Que gaseen a Jamie Oliver
No consigo entender el boom de esos horribles programas televisivos de cocina, que en España son todavía más espantosos.
Morrissey quiere gasear a Jamie Oliver. Y que la princesa Ana de Inglaterra abra la espita. Mira, también podría asarlo en una plancha Princess. El cantante lo ha dicho a la revista irlandesa Hot Press. La razón, claro, la carne: "Ha matado más animales que McDonald’s". Ya tenía enfilado al chef. En enero lo criticó por cocinar carne: "Si Jamie Orrible está tan seguro de que la carne es sabrosa, ¿por qué no mete a uno de sus hijos en el microondas?". Morrissey es como Bernard Shaw y sus amigos de la Sociedad Fabiana, que estaban a favor del vegetarianismo y sus relaciones con el idealismo político. Como decía Pla, habían pasado de moda precisamente porque habían triunfado (y eso lo escribía en ‘Lo que hemos comido’, hace mil años). Lástima que la inquina de Morrissey contra el chiquitito Oliver sea sólo por comer y guisar bichos. Debo confesar a estas alturas de agosto de 2014 que ha llegado un momento en que no soporto ver gente cocinando. Me da igual si es quinoa o a Rin Tin Tin.
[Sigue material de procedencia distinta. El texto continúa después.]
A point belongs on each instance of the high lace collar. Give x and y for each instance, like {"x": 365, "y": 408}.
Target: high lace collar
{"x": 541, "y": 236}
La culpa la tienen, claro, la televisión y el cine. La machaconería de tanta cocina. Si dicen fogones ya me da algo (como con los caldos para el vino y la paleta para los colores de la ropa un desfile de moda). Ahora mismo está en cartel la película Chef. Y próximamente llegará Un viaje de diez metros, de Lasse Hallström, donde Helen Mirren es la propietaria de un conocido restaurante francés. Qué tiempos aquellos en que me parecía tan mona Como agua para chocolate. Tontorrona y cursi, pero mona. Por no hablar de La gran bouffe o El festín de Babette. Ahora es ver un wok en la pantalla y apetecerme una cacerolada. Me da igual si el cocinero es Javier Cámara o Catherine Zeta-Jones. Hasta huyo de los restaurantes que tienen la cocina a la vista para no coger manía a los pobres cocineros. La pena, para mis lorzas, es que las ganas de comer no se me quitan.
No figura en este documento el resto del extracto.